If you distribute at supermarkets, do it as people are leaving the store. That will give you more time before a manager says you can’t do it. In short, BE BOLD. Better to apologize and have had the chance to distribute some literature than to ask and be told, “No,” and get nothing into the hands of prospective voters.

When there is as little daylight as there is now, the campaign manager has to get creative in scheduling the candidate’s nighttime activities. Bowling alleys are a natural. They can be hit for each different league time. Bars and bingo games work, too. (When you are asked to buy drinks, be ready with an answer. In 1966, mine was, “What do you think I’m running for, sheriff?”) Train stations are hard to work at night, but with enough volunteers—one for each car—you can get a lot of literature out. Think of places people congregate at night. Look for dinners in churches, veteran’s homes, etc.

ELECTION DAY

If the campaign manager has done the job, on election day, there will be a list of people who have promised (indicated) they will vote for the candidate. Most candidates pretty much ignore election day activities. Those candidates, more often than not, lose.
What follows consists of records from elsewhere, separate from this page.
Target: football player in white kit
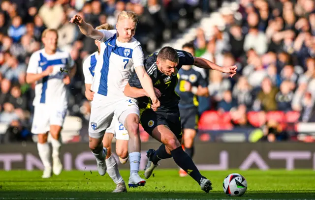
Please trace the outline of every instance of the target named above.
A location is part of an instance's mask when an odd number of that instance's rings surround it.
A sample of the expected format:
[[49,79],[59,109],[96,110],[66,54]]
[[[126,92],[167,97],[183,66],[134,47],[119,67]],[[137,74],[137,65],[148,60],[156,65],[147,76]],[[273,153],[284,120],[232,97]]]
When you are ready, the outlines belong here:
[[26,72],[26,82],[36,83],[32,132],[38,135],[37,149],[44,167],[43,178],[52,175],[48,132],[52,136],[52,171],[59,175],[63,169],[59,159],[59,139],[67,108],[65,85],[70,83],[76,71],[70,54],[57,50],[58,39],[56,29],[46,29],[43,32],[44,48],[32,54]]
[[[114,27],[108,24],[104,24],[95,28],[96,30],[113,29]],[[83,74],[85,82],[85,96],[88,100],[92,101],[94,96],[94,92],[91,90],[91,87],[94,74],[94,68],[97,60],[102,59],[100,54],[100,42],[95,40],[95,45],[97,46],[97,51],[88,57],[83,62]],[[128,159],[128,140],[129,136],[124,125],[118,121],[117,118],[114,116],[109,127],[106,130],[103,139],[103,145],[107,149],[106,164],[107,167],[107,172],[116,184],[116,188],[113,191],[114,193],[125,192],[127,191],[126,184],[122,177],[116,159],[112,155],[111,144],[114,135],[116,139],[116,154],[119,157],[121,163],[125,164]]]
[[135,71],[143,88],[150,97],[152,107],[159,107],[152,81],[144,67],[140,43],[133,38],[138,22],[134,13],[122,12],[118,17],[116,30],[96,30],[82,18],[75,15],[70,22],[77,24],[85,35],[101,42],[101,60],[97,62],[91,89],[95,92],[92,101],[89,127],[90,148],[96,159],[98,173],[106,171],[107,151],[102,140],[104,131],[115,114],[129,134],[128,151],[130,166],[129,187],[144,186],[138,174],[141,159],[139,133],[139,111],[136,100],[124,94],[125,86]]

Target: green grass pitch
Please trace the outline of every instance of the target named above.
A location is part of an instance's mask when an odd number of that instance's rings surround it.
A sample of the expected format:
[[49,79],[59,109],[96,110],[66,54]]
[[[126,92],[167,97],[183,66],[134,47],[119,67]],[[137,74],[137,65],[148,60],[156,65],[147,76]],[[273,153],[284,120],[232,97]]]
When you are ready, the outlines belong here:
[[[177,171],[156,170],[145,187],[113,194],[115,185],[112,180],[96,171],[63,171],[59,176],[43,179],[41,171],[0,171],[0,200],[315,199],[315,171],[202,171],[212,182],[213,190],[209,193],[201,191],[189,176],[180,177]],[[121,172],[127,183],[129,171]],[[243,197],[229,197],[223,192],[223,180],[233,172],[241,173],[247,180],[248,188]]]

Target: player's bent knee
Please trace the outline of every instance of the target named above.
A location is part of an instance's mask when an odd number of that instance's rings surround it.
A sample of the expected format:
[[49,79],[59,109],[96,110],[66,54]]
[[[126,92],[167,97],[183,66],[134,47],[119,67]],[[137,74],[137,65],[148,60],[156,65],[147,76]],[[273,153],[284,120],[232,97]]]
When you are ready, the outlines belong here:
[[116,149],[116,154],[121,158],[125,159],[128,157],[128,149],[125,149],[124,148],[120,149]]
[[89,142],[89,146],[90,147],[90,149],[92,151],[97,150],[98,149],[101,148],[101,147],[103,147],[101,139],[95,139],[90,137]]
[[136,122],[130,123],[126,128],[130,137],[137,137],[139,135],[139,124]]
[[40,134],[37,135],[37,142],[41,144],[43,144],[47,142],[48,134]]
[[167,140],[166,143],[165,144],[171,151],[181,146],[181,144],[179,141],[178,141],[178,140],[175,138]]

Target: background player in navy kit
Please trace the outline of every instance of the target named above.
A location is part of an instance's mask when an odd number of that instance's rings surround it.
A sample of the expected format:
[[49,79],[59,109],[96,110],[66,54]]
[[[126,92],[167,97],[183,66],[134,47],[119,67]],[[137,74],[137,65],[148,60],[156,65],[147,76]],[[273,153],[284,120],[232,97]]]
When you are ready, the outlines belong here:
[[[194,47],[192,44],[185,44],[183,50],[194,56]],[[177,74],[178,84],[176,91],[181,97],[178,104],[181,122],[183,128],[182,143],[184,150],[191,158],[193,156],[193,141],[198,129],[199,114],[198,96],[208,96],[209,92],[207,81],[200,72],[194,70],[191,65],[183,65]],[[186,176],[187,173],[181,169],[181,176]]]
[[209,192],[212,189],[211,182],[201,175],[181,145],[182,132],[178,108],[180,98],[175,91],[178,81],[177,73],[183,65],[195,64],[230,73],[230,76],[233,76],[236,73],[236,67],[221,68],[202,58],[194,59],[190,54],[175,50],[170,47],[163,47],[158,54],[152,54],[145,60],[144,63],[147,73],[154,84],[160,106],[156,112],[150,109],[155,110],[156,108],[151,105],[136,75],[129,79],[124,93],[127,96],[138,98],[142,126],[151,136],[163,143],[156,151],[148,151],[145,177],[148,178],[151,176],[158,161],[172,157],[175,163],[198,183],[202,190]]

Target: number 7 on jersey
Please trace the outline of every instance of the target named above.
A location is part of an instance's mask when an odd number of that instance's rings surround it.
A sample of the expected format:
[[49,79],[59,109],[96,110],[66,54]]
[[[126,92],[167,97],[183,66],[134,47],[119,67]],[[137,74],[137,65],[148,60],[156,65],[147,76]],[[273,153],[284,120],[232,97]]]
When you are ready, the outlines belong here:
[[124,62],[126,62],[126,63],[124,66],[124,69],[126,68],[126,66],[127,66],[127,64],[129,62],[129,59],[124,59]]

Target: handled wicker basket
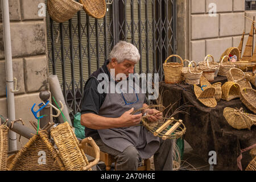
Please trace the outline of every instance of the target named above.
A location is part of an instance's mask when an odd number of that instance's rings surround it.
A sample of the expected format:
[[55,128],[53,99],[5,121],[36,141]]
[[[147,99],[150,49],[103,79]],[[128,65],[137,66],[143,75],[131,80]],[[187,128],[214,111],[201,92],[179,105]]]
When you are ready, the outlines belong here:
[[79,0],[79,2],[88,15],[97,19],[105,16],[106,11],[105,0]]
[[51,18],[59,23],[72,18],[80,10],[82,5],[73,0],[48,0],[47,9]]
[[[192,67],[192,63],[195,65],[194,68]],[[198,85],[200,83],[200,77],[202,74],[203,71],[197,69],[196,62],[192,61],[188,64],[188,72],[184,74],[185,81],[188,84]]]
[[[228,60],[227,62],[226,62],[227,63],[223,63],[223,60],[226,57],[228,57],[227,59]],[[218,75],[222,76],[226,76],[229,69],[230,69],[230,68],[234,68],[235,67],[236,65],[231,63],[229,57],[228,56],[224,56],[221,60],[220,65],[220,70],[218,71]]]
[[256,90],[252,88],[243,88],[241,90],[240,100],[247,108],[256,114]]
[[[167,63],[168,60],[172,57],[178,57],[181,63]],[[175,84],[180,82],[183,80],[182,69],[183,60],[179,55],[172,55],[168,57],[163,64],[164,73],[164,82],[166,84]]]
[[240,110],[230,107],[225,107],[223,115],[229,125],[237,130],[247,129],[250,130],[251,126],[256,125],[252,117],[245,113],[242,108]]

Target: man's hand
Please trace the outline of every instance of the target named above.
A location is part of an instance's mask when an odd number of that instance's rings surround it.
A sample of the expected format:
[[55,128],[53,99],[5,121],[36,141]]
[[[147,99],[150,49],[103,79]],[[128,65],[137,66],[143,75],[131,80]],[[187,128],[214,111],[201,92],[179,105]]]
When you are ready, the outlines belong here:
[[132,115],[131,113],[134,110],[134,108],[131,108],[129,110],[123,113],[123,114],[119,118],[120,124],[123,126],[122,127],[132,126],[139,124],[141,121],[142,113]]

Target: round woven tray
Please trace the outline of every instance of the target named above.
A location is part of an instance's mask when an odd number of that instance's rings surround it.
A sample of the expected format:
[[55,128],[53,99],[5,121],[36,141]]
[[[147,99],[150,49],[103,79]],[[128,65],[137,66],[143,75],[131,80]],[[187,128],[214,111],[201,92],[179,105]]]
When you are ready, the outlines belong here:
[[241,91],[240,100],[247,108],[256,114],[256,90],[251,88],[244,88]]
[[250,130],[251,126],[254,124],[247,114],[243,112],[242,108],[238,110],[230,107],[226,107],[223,111],[223,115],[229,125],[237,130]]
[[47,9],[51,18],[59,23],[72,18],[80,10],[82,5],[73,0],[48,0]]
[[97,19],[105,16],[106,11],[105,0],[79,0],[79,2],[88,15]]

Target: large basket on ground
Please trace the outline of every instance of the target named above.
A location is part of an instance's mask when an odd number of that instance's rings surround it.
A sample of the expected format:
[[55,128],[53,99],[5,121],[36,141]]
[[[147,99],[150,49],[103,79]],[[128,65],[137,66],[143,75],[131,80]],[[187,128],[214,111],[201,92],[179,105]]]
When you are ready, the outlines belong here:
[[208,55],[207,56],[206,56],[204,61],[198,63],[198,65],[207,66],[207,63],[205,61],[205,60],[206,59],[207,59],[207,60],[209,60],[209,57],[212,58],[212,61],[209,61],[209,64],[211,66],[216,67],[216,68],[214,71],[214,78],[216,78],[218,75],[218,72],[220,69],[220,63],[217,63],[216,61],[215,61],[214,59],[213,58],[213,56],[212,55]]
[[[227,62],[223,62],[224,59],[227,58]],[[234,68],[236,65],[232,64],[230,61],[229,57],[228,56],[224,56],[221,61],[220,65],[220,70],[218,71],[218,75],[222,76],[226,76],[229,72],[229,69],[232,68]]]
[[245,171],[256,171],[256,157],[250,162]]
[[80,10],[82,5],[73,0],[48,0],[47,9],[51,18],[59,23],[72,18]]
[[106,6],[105,0],[79,0],[83,5],[85,13],[95,18],[102,18],[106,14]]
[[8,126],[5,125],[0,125],[0,171],[6,170],[9,131]]
[[226,76],[228,81],[233,81],[238,84],[241,89],[243,89],[244,88],[251,88],[251,85],[249,81],[249,76],[246,75],[240,69],[230,68]]
[[38,131],[15,155],[9,166],[10,171],[65,170],[59,154],[44,130]]
[[240,97],[240,86],[233,81],[227,81],[221,86],[221,98],[228,101]]
[[[192,67],[192,63],[195,65],[193,68]],[[202,74],[203,71],[197,69],[196,62],[192,61],[188,64],[188,71],[184,75],[185,81],[188,84],[198,85],[200,82],[200,77]]]
[[225,107],[223,115],[229,125],[237,130],[250,130],[251,126],[256,125],[249,114],[245,113],[242,108],[240,110],[230,107]]
[[196,98],[205,106],[209,107],[214,107],[217,106],[217,101],[214,98],[215,88],[207,87],[202,89],[196,85],[194,85],[194,92]]
[[222,90],[221,90],[221,83],[218,82],[213,85],[210,84],[210,82],[205,78],[204,76],[200,77],[200,85],[201,88],[204,90],[207,87],[212,87],[215,89],[215,95],[214,98],[218,102],[221,98]]
[[[178,57],[181,61],[181,63],[167,63],[169,59],[172,57]],[[183,60],[179,56],[172,55],[168,57],[163,64],[164,73],[164,82],[166,84],[171,84],[180,82],[183,80],[182,76],[183,65]]]
[[240,100],[247,108],[256,114],[256,90],[244,88],[241,90]]
[[82,146],[72,130],[68,122],[65,122],[51,130],[51,135],[57,147],[60,158],[66,170],[91,171],[90,167],[97,164],[97,160],[89,163]]

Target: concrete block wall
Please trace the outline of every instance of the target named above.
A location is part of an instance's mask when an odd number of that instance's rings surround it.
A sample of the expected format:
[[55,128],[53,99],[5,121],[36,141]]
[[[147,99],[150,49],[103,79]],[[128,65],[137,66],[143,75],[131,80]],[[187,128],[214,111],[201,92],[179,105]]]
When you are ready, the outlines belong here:
[[[44,0],[9,0],[13,76],[20,90],[15,94],[16,118],[22,118],[25,126],[32,128],[29,121],[35,121],[30,109],[34,103],[41,103],[39,92],[49,89],[45,17],[38,12]],[[0,6],[1,4],[0,3]],[[8,117],[6,96],[6,76],[2,7],[0,7],[0,114]],[[17,135],[17,137],[19,136]],[[18,141],[18,140],[17,140]],[[20,147],[27,139],[22,137]]]
[[187,58],[199,62],[210,54],[218,61],[228,48],[238,46],[245,31],[244,50],[252,21],[243,15],[256,18],[256,11],[245,11],[244,0],[191,0],[188,3],[189,52]]

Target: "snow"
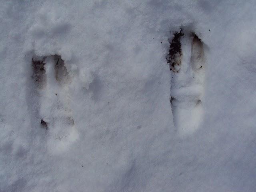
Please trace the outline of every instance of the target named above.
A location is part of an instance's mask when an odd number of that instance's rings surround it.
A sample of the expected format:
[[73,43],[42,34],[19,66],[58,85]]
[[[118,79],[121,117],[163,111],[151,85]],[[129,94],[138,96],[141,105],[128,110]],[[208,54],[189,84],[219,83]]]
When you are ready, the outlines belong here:
[[254,191],[256,4],[1,1],[0,191]]

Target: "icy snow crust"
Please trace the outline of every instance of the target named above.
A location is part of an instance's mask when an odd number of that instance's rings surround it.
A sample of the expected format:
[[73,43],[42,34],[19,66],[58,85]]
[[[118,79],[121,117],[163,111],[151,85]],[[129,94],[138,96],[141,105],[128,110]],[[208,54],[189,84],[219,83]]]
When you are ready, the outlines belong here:
[[0,191],[254,191],[256,6],[1,1]]

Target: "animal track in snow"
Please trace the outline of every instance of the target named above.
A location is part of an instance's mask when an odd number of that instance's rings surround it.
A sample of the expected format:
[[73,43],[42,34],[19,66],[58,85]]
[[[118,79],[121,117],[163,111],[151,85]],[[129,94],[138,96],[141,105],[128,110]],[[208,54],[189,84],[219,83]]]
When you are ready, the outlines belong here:
[[170,41],[167,58],[172,73],[170,102],[174,125],[182,135],[192,133],[203,118],[205,60],[202,40],[180,32]]
[[70,106],[72,78],[59,55],[34,57],[32,66],[39,95],[38,122],[49,132],[49,146],[55,147],[51,150],[61,151],[77,137]]

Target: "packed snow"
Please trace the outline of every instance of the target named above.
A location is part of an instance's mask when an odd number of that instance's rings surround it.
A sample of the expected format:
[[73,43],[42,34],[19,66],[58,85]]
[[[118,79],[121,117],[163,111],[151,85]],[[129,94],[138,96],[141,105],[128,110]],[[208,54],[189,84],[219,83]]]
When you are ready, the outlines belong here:
[[0,2],[0,192],[256,190],[256,1]]

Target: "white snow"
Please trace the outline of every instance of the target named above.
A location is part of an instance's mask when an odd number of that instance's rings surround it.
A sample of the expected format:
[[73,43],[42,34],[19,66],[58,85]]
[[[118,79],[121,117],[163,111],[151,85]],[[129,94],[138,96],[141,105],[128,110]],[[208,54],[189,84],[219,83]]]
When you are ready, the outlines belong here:
[[0,192],[255,190],[255,1],[0,4]]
It is a difficult task to accomplish, but one can literally identify enough votes to get elected. Once identified, they need to be gotten to the polls. Calls first, to the point of being obnoxious, and visits in person offering to drive the person to the polls or baby-sit while they go to the polls.

In Lake in the Hills, for instance, there are 28,000 residents. The current village president got re-elected with 1400 votes.

Tell me that anyone could not have beaten him, if they had run a voter identification program.

Are there any questions?

= = = =

Let me add that CAMPAIGNS SHOULD HAVE A WEB SITE AND A CAMPAIGN BLOG.